Never mind Captain Cook or Clive of India, Cecil Rhodes or Baden-Powell, it seems to me that Cricket is probably the most important legacy of the British Empire.
Currently 104 of 193 World Countries have some sort of affiliation to the International Cricket Council. For some reason that I cannot explain there are 211 football countries (?) affiliated to FIFA. There are about twenty countries that play the pointless game of US Rounders Baseball.
Interesting also is that the captain of the "All India" team of 1946 was the Nawab of Pataudi, a Muslim Prince and ruler of a small state in the north of India close to Delhi. Previously he had played test match cricket for England in the 1930's. After cricket and partition and his princely state had been dissolved and absorbed into the State of India he went on to work for the Indian Government in the Foreign Office.

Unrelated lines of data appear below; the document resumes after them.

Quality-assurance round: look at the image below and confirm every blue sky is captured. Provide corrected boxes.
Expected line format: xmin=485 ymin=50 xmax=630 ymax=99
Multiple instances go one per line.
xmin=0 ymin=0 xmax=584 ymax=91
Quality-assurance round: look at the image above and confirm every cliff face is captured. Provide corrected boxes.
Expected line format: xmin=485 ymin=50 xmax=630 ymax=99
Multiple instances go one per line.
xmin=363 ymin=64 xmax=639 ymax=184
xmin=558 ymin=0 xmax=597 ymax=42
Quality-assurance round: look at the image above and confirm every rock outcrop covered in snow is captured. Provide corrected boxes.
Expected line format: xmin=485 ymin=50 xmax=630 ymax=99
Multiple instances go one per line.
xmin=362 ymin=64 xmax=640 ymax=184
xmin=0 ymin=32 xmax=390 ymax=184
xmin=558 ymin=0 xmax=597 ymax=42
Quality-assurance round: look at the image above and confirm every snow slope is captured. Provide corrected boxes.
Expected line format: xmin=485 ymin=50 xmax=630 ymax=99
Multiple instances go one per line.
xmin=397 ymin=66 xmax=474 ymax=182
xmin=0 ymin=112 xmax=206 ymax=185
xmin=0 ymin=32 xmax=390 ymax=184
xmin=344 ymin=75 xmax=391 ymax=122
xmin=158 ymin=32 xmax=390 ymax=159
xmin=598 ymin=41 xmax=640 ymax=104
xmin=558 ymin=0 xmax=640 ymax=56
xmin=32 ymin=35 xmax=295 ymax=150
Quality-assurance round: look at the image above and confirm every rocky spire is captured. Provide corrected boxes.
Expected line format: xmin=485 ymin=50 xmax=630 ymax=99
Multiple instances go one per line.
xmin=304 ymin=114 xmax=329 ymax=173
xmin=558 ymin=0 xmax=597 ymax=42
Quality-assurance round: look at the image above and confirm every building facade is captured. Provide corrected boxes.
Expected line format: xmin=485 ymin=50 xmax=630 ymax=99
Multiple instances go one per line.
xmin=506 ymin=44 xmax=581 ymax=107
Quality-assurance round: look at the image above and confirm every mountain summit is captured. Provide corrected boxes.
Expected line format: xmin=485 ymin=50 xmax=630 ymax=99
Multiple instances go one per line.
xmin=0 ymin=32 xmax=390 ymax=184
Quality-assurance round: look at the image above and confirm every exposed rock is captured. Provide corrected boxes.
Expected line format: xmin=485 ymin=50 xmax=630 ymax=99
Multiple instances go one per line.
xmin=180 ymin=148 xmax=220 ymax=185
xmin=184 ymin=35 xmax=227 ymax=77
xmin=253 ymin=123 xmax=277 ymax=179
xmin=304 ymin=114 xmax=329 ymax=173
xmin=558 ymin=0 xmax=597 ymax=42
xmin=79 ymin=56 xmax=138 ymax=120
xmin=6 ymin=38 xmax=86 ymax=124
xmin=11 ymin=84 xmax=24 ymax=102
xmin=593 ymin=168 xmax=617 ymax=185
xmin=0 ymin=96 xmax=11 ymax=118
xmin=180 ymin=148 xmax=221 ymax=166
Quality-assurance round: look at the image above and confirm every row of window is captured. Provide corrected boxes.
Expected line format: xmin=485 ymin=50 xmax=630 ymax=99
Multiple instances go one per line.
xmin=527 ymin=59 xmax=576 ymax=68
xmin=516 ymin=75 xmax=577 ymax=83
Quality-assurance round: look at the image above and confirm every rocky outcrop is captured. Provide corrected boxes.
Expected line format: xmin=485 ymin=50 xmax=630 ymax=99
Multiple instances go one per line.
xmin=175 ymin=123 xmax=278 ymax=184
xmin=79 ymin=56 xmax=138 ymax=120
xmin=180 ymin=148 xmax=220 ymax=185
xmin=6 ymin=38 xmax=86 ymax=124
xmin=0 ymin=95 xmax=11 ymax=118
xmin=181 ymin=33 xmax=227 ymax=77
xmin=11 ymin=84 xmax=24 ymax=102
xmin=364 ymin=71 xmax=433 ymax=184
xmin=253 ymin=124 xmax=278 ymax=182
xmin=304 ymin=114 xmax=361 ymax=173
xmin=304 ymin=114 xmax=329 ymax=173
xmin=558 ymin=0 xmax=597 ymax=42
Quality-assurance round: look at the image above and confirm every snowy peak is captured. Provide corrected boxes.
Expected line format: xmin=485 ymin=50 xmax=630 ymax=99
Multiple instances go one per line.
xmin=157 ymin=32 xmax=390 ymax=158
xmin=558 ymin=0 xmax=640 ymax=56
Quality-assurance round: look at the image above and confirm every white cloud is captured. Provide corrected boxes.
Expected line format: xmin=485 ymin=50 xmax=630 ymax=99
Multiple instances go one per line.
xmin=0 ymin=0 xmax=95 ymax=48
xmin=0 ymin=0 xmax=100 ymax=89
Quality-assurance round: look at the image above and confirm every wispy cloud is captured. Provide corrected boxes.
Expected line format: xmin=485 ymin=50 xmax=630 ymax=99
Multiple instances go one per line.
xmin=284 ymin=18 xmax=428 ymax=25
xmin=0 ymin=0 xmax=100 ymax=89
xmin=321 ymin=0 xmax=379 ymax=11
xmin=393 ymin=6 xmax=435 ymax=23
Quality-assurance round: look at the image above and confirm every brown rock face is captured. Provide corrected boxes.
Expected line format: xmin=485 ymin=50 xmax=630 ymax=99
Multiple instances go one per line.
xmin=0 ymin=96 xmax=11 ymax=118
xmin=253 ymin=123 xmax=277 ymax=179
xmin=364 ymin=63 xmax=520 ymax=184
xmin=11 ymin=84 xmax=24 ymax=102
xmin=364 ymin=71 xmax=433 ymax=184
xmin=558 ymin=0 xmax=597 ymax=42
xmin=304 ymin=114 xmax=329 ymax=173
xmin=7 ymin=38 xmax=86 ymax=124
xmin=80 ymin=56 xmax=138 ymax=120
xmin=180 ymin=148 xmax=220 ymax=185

The term "All India" had been used in previous tours in 1911, 1932 and 1936 and was meant to emphasise that in terms of faith that this was an all inclusive Indian Team. In 1911 captain, the Maharaja of Patiala announced "This tour marks an epoch in Indian history. It is the first occasion in the annals of our country that the great Indian communities have been banded together in one team."
To some extent it was an attempt by the British authorities to play down their policy of divide and rule in India.
The "All India" touring team of 1946 looking rather cold and miserable. It was a genuine multi-faith side that included Hindus, Muslims, a Parsi and a Christian but as far as I can make out no Sikhs, nevertheless a side that represented the country's diversity.
Otherwise distracted India did not tour England again until 1952 and Pakistan first toured England in 1954.
India are currently ranked the number one cricket nation in the World in all formats of the game. In a 2019 BBC poll of greatest ever cricketers, Sachin Tendulkar of India came second after Don Bradman of Australia, Gary Sobers of West Indies came third and Imran Khan of Pakistan came fourth.
Imran Kahan went on to become Prime Minister of Pakistan and is currently serving a ten year prison sentence for leaking state secrets and violating the Official Secrets Act.